All of you are in my prayers.
[i] As Kurds were referred to by the Turks up until recently. Turkey was only allowed to contain Turks. Other ethnicities were not allowed to identify themselves as anything but Turks and Turkish was the only language allowed to be spoken.
[ii] Towns in Southeastern Turkey, part of Kurdistan
[iii] Towns in Northern Iraq, also part of Kurdistan
[iv] Hafez al-Assad, father of the present ruler of Syria
[v] Turkish Armed Forces
[vi] Abdullah Ocalan, former head of the PKK
[vii] Parties emulating the ideas of Mustafa Kemal, better known as Ataturk
[viii] Lots of wicked guerilla warfare, insurgencies, assassinations, stirring up troubles in the pan-Turkic realm. Typical CIA tactic, use death squad/guerilla bands to fight your wars, foment troubles, destabilize other countries etc...
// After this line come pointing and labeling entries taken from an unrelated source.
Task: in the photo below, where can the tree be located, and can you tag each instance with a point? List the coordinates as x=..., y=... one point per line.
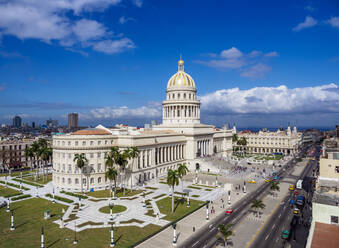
x=257, y=204
x=29, y=153
x=111, y=175
x=133, y=153
x=182, y=171
x=275, y=186
x=172, y=180
x=45, y=154
x=224, y=232
x=81, y=161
They were involved in the Caucasus in all the terrible business between Azerbaijan and Armenia. They were also used against the PKK and ASALA and in some cases were involved in False Flag operations, very much like what the Joint Chiefs wanted to do with Operation Northwoods....and some would say after Dallas in 1963, they did. Whether it was the CIA and Joint Chiefs or all of them working in congress with Hoover's FBI, from the 1960's to the present the underworld is filled with provocateurs and many crimes, attacks and potential attacks are more than a little suspicious.
[ix] The current party ruling Turkey, headed by Erdogan and (it would seem) survivors of yet another attempted CIA coup employing the Turkish military.